L’intervention de l’Assemblée nationale
Mercredi 11 février, Jean-Noël Barrot s’est levé pour dénoncer publiquement l’experte onusienne, affirmant que ses déclarations lors d’un forum organisé par Al-Jazira à Doha, le 7 février, étaient inacceptables. Sur les bancs de l’Hémicycle, Caroline Yadan, députée Renaissance des Français établis en Israël, a soutenu l’accusation. Selon elle, Mme Albanese aurait désigné Israël comme « ennemi commun de l’humanité », sur la base d’un montage vidéo tronquant ses propos.
La polémique autour du montage vidéo
Le montage incriminé a été largement partagé par des défenseurs d’Israël, amplifiant la polémique. La députée Yadan a dénoncé une « vision complotiste et déshumanisante », comparant l’accusation portée à Israël à des méthodes de déshumanisation historiques, notamment celles visant les Juifs sous le régime nazi. Le ministre Barrot a précisé que la France réclamait une action claire face à ce qu’elle considère comme des propos inacceptables dans le cadre diplomatique international.

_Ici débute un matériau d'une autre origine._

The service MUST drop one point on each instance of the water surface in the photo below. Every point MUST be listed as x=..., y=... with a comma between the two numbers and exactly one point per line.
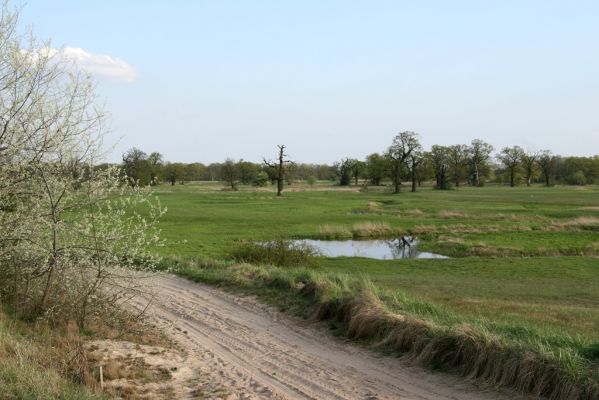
x=390, y=249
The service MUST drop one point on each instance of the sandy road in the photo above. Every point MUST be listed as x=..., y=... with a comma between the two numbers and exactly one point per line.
x=255, y=352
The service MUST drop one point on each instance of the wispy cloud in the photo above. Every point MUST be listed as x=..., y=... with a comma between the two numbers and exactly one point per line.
x=100, y=65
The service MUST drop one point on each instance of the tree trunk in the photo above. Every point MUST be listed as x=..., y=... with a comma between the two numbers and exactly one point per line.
x=397, y=186
x=414, y=181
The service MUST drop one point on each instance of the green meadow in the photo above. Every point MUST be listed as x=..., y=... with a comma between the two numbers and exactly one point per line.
x=523, y=272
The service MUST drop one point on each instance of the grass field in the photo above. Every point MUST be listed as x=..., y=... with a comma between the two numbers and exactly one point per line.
x=524, y=269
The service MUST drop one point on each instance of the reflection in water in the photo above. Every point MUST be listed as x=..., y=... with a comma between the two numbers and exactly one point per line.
x=399, y=248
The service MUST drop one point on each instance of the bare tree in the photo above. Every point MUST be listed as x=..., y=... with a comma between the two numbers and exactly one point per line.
x=413, y=163
x=458, y=157
x=404, y=144
x=230, y=173
x=478, y=153
x=547, y=163
x=280, y=168
x=441, y=159
x=67, y=236
x=511, y=157
x=529, y=161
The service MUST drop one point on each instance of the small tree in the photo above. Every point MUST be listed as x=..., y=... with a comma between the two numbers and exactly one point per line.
x=441, y=158
x=457, y=157
x=280, y=168
x=230, y=173
x=69, y=231
x=376, y=168
x=478, y=153
x=511, y=158
x=529, y=163
x=547, y=162
x=404, y=144
x=343, y=169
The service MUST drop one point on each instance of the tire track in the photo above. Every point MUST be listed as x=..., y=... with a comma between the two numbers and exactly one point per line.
x=258, y=353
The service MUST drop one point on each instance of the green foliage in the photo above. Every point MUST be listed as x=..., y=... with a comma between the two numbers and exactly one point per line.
x=425, y=332
x=284, y=253
x=261, y=179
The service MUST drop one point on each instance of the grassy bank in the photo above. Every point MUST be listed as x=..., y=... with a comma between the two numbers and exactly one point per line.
x=40, y=363
x=517, y=306
x=202, y=221
x=528, y=357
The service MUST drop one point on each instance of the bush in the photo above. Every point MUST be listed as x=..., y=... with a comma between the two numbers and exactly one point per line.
x=280, y=252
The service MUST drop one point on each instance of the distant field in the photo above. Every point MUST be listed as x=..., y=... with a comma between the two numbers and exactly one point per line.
x=205, y=221
x=524, y=266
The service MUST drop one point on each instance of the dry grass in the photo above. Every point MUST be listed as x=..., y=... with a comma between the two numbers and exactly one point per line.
x=452, y=214
x=334, y=232
x=580, y=223
x=469, y=352
x=412, y=212
x=371, y=229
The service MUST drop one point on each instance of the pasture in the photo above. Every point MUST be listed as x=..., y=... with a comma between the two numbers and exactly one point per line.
x=523, y=269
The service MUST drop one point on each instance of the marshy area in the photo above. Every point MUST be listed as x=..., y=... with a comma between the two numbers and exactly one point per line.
x=522, y=283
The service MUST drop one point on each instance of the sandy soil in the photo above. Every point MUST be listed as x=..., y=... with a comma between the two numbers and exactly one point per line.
x=245, y=350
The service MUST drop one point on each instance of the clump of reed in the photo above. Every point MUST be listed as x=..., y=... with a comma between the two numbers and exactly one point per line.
x=279, y=252
x=395, y=322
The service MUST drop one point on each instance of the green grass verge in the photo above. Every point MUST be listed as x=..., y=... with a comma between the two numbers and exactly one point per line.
x=525, y=357
x=33, y=364
x=489, y=221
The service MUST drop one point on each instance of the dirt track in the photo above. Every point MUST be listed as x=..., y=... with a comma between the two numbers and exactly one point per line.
x=255, y=352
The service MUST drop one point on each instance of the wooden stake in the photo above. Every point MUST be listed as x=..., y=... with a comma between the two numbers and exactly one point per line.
x=101, y=378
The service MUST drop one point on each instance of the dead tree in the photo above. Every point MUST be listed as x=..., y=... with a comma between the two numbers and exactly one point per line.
x=280, y=168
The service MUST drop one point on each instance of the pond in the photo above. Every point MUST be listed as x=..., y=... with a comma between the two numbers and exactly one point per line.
x=391, y=249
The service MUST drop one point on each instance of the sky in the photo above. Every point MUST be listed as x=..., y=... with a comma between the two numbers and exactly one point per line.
x=206, y=80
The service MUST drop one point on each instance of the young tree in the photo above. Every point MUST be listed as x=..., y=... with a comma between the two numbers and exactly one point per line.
x=478, y=154
x=376, y=168
x=137, y=167
x=547, y=162
x=230, y=173
x=511, y=158
x=404, y=144
x=414, y=162
x=155, y=161
x=529, y=162
x=343, y=170
x=441, y=159
x=458, y=157
x=66, y=236
x=280, y=168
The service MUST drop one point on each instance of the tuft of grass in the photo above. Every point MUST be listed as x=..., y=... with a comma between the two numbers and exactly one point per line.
x=371, y=229
x=518, y=357
x=283, y=253
x=38, y=362
x=331, y=232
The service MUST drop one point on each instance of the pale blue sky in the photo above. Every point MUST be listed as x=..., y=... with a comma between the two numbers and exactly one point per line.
x=330, y=79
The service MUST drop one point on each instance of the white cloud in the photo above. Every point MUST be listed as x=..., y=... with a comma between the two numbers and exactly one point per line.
x=101, y=65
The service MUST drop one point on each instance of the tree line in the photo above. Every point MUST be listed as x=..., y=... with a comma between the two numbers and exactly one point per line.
x=405, y=160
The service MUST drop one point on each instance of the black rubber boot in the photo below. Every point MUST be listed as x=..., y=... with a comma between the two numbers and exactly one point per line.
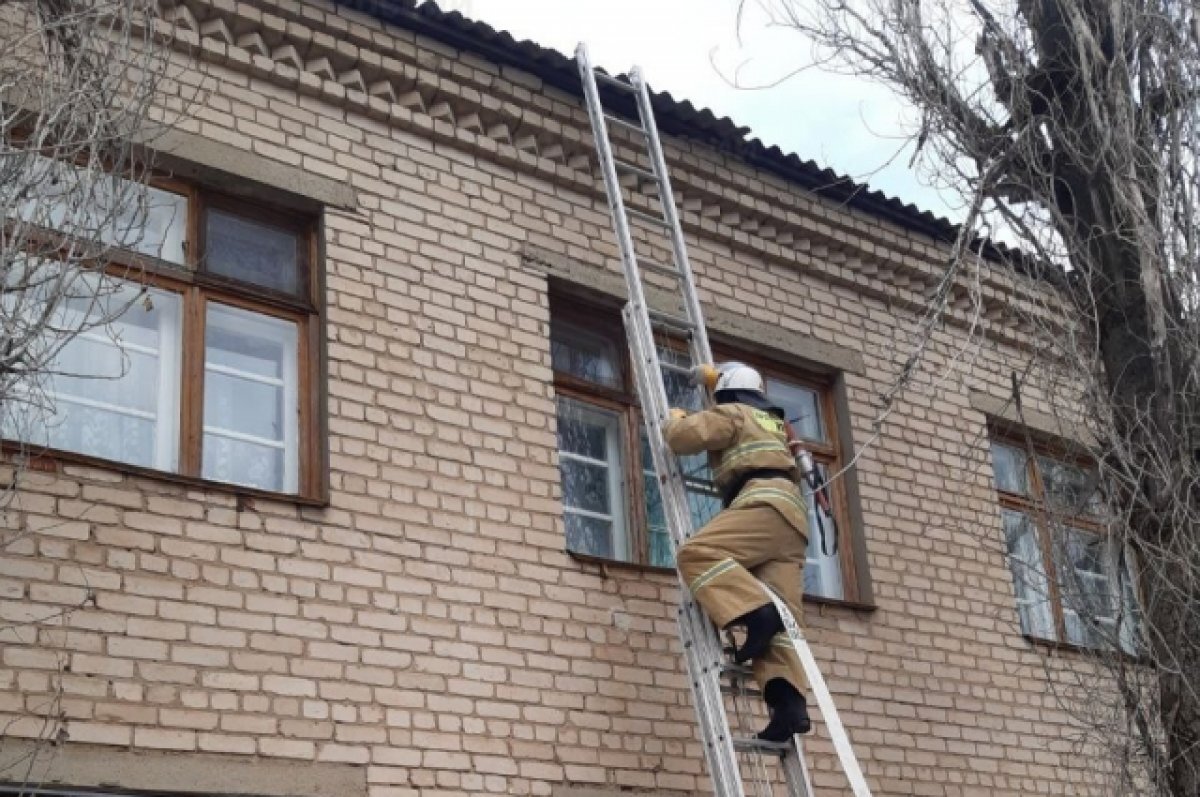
x=761, y=624
x=789, y=712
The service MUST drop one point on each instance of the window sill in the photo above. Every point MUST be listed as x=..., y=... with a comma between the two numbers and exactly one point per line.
x=605, y=564
x=1057, y=646
x=52, y=461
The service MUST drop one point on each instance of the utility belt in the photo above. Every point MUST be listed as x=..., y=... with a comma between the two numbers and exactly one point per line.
x=738, y=484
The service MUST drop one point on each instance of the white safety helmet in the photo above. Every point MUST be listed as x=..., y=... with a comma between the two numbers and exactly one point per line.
x=738, y=376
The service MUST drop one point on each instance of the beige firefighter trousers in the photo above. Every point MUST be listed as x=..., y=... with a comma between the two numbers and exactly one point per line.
x=718, y=563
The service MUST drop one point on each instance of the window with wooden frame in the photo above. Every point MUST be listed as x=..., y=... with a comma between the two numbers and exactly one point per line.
x=208, y=369
x=611, y=503
x=1073, y=583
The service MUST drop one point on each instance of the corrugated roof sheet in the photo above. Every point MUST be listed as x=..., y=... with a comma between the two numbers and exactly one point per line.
x=675, y=117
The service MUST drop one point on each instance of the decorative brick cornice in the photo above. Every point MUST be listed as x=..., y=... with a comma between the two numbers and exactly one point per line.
x=352, y=60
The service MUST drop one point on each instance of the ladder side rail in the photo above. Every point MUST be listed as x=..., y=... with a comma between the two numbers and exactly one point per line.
x=701, y=349
x=697, y=636
x=655, y=396
x=825, y=700
x=703, y=678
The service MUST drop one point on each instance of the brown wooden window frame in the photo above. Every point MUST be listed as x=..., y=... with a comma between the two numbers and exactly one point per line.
x=197, y=289
x=604, y=321
x=1047, y=521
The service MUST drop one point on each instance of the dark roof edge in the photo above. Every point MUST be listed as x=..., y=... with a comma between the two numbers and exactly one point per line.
x=672, y=117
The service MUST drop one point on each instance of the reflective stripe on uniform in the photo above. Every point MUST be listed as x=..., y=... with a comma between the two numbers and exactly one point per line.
x=767, y=493
x=733, y=455
x=714, y=571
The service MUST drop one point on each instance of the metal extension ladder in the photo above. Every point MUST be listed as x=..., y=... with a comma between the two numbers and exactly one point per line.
x=738, y=763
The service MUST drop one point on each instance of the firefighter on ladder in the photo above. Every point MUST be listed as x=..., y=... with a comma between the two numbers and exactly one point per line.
x=760, y=535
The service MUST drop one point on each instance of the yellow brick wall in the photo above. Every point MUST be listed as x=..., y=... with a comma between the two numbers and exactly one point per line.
x=427, y=627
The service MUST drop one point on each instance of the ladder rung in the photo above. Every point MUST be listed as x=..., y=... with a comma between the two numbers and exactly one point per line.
x=601, y=77
x=648, y=217
x=749, y=691
x=658, y=268
x=675, y=369
x=628, y=125
x=635, y=169
x=751, y=744
x=737, y=672
x=671, y=322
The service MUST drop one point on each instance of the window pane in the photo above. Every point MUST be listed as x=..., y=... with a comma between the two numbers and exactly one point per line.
x=585, y=355
x=252, y=251
x=592, y=535
x=1068, y=487
x=802, y=407
x=1029, y=575
x=702, y=499
x=681, y=391
x=591, y=461
x=822, y=570
x=103, y=208
x=112, y=388
x=1087, y=591
x=1011, y=469
x=251, y=424
x=1131, y=607
x=702, y=502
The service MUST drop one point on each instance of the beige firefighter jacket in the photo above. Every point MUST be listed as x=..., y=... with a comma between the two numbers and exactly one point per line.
x=738, y=439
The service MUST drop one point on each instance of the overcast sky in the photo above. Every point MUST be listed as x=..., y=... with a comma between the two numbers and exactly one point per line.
x=691, y=49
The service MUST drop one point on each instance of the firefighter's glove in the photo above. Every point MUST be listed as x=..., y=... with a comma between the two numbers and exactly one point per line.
x=705, y=376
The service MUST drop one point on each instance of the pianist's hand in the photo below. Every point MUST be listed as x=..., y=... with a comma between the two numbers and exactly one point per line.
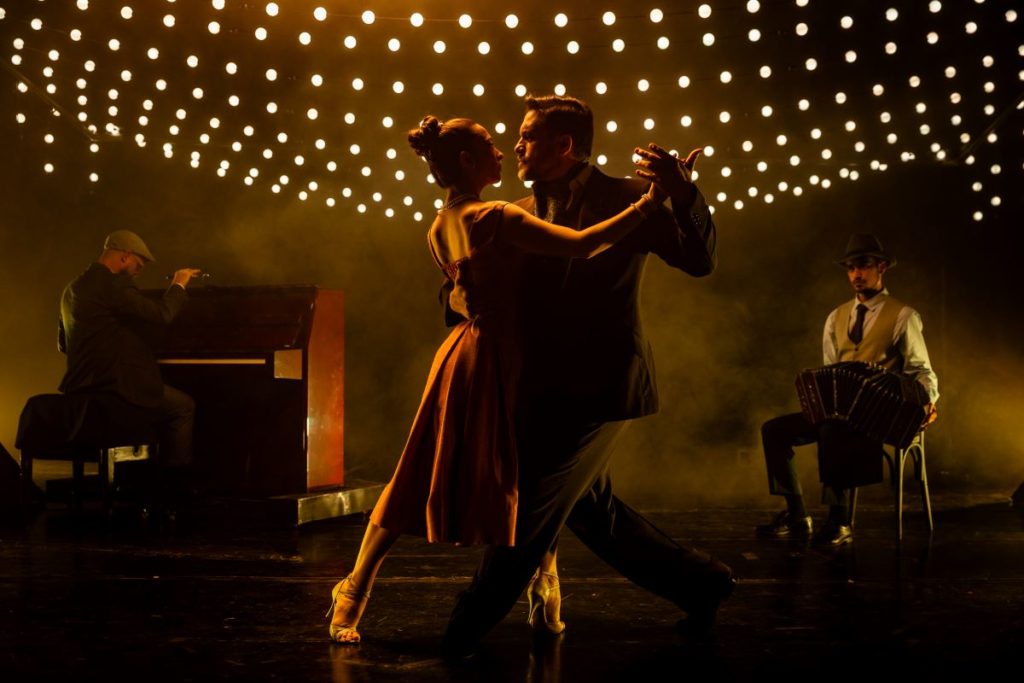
x=183, y=275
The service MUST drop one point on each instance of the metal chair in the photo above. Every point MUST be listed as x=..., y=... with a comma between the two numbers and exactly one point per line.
x=897, y=461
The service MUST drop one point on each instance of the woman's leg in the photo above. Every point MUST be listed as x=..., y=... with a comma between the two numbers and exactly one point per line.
x=352, y=592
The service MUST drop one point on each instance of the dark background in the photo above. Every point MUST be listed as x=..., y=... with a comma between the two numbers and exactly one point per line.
x=727, y=347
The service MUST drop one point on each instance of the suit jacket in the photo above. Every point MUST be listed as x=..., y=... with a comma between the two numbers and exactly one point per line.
x=585, y=351
x=105, y=328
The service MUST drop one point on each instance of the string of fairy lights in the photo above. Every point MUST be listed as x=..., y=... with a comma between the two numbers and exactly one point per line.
x=310, y=102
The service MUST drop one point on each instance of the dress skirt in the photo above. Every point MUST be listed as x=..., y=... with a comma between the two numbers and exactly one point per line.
x=456, y=480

Conséquences diplomatiques et surveillances
Le courrier de Caroline Yadan, adressé au ministre le 10 février et signé par une cinquantaine d’élus de son camp, demandait officiellement la révocation de Francesca Albanese. Cette démarche souligne la tension croissante entre la France et la représentante de l’ONU, et pourrait avoir des répercussions sur la crédibilité et le rôle de la rapporteuse dans les territoires palestiniens. La situation reste à suivre, notamment la réaction des Nations unies et des instances diplomatiques concernées.